3. Risikoanalyse, Potenzialanalyse, „Steuerungskreis Schutzkonzept“
1. Präambel
2. Verhaltenskodex
3. Risikoanalyse, Potenzialanalyse, "Steuerungskreis Schutzkonzept"
Kirchengemeinde und CVJM richten einen gemeinsamen „Steuerungskreis Schutzkonzept“ ein. Dieser tagt mindestens 4x jährlich und gewährleistet die Durchführung kontinuierlich laufender Risiko- und Potenzialanalyse-Routinen. Aus diesen Routinen werden Handlungsempfehlungen abgeleitet und dem Kirchenrat bzw. dem CVJM-Vorstand zur Beratung vorgelegt.
Routine 1: Leitfaden Risiko- und Potenzialanalyse
Aufgrund des Leitfadens der evangelisch reformierten Landeskirche zur Risiko- und Potenzialanalyse (s. Anhang 2) zu den Themenschwerpunkten Räumlichkeiten, Strukturen, Personal, Haltung (Nähe-Distanz, Kommunikations-, Fehlerkultur) reflektiert der „Steuerungskreis Schutzkonzept“ kontinuierlich einzelne Aspekte unserer Lebenswirklichkeit sowie des Schutzkonzepts und dessen Umsetzung.
Routine 2: Hausbegehungen
Alle 2 Jahre finden in jeder Liegenschaft Hausbegehungen mit lokalen Verantwortlichen statt. Beteiligt werden
a) Küster/-in,
b) ein/e Vertreter/in des Gemeindebezirksausschusses,
c) ein/e Pastor/in,
d) ggf. ein/e Vertreter/in des CVJM (sofern regelmäßig Jugendarbeit in der Liegenschaft durchgeführt wird)
e) ggf. weitere lokale Verantwortliche
Der „Steuerungskreis Schutzkonzept“ stößt die Hausbegehungen an und gibt einen Leitfaden dazu heraus (vergl. Anhang 3). Dieser Leitfaden dient auch der Dokumentation. Das Ergebnis der Hausbegehungen wird dem Kirchenrat und dem CVJM-Vorstand vorgestellt.
Routine 3: Befragung der Mitarbeitenden
Alle 3 Jahre führt der „Steuerungskreis Schutzkonzept“ eine Befragung aller Mitarbeitenden bezüglich Risiken und Potenziale durch. Die Befragung orientiert sich grob am Leitfaden zur Risiko- und Potenzialanalyse (s. Routine 1 und Anhang 2). Es besteht die Möglichkeit, als Freitext Feedback zu geben.
Im Rahmen der Befragung wird zudem auf die Feedback-, Beratungs- und Meldestrukturen hingewiesen.
Die Befragung erfolgt analog und optional auch digital.
Routine 4: Befragung der Nutzer/innen
Alle 3 Jahre führt der „Steuerungskreis Schutzkonzept“ eine vereinfachte Befragung aller Besucherinnen und Besucher unserer Gemeinde und des CVJM bezüglich Risiken und Potenziale durch.
Im Rahmen der Befragung wird auf die Feedback-, Beratungs- und Meldestrukturen hingewiesen.
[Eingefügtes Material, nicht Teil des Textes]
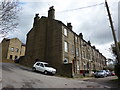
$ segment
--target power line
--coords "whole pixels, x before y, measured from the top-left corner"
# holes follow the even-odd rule
[[[80,8],[75,8],[75,9],[69,9],[69,10],[63,10],[63,11],[58,11],[60,12],[70,12],[70,11],[75,11],[75,10],[79,10],[79,9],[86,9],[86,8],[91,8],[91,7],[96,7],[99,5],[103,5],[104,3],[100,3],[100,4],[94,4],[94,5],[90,5],[90,6],[86,6],[86,7],[80,7]]]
Die Befragung erfolgt analog und optional auch digital.
Routine 5: Reflektion des Schutzkonzepts
Das Schutzkonzept wird alle zwei Jahre vom Steuerungskreis Schutzkonzept reflektiert. Bei der Fortschreibung soll die Gemeinde-/CVJM-Öffentlichkeit beteiligt werden. Dazu können Fragestellungen und Diskussionsanstöße in die Gremien und Gruppen eingegeben werden.
Routine 6: Bericht im Kirchenrat, im CVJM Vorstand
Einmal jährlich berichtet der „Steuerungskreis Schutzkonzept“ dem Kirchenrat/ dem CVJM-Vorstand über die Ergebnisse der Routinen und über die Arbeit des „Steuerungskreises Schutzkonzept“. Damit wird die Auseinandersetzung mit dem Schutzkonzept angeregt und die Diskussion darüber in der Breite gewährleistet.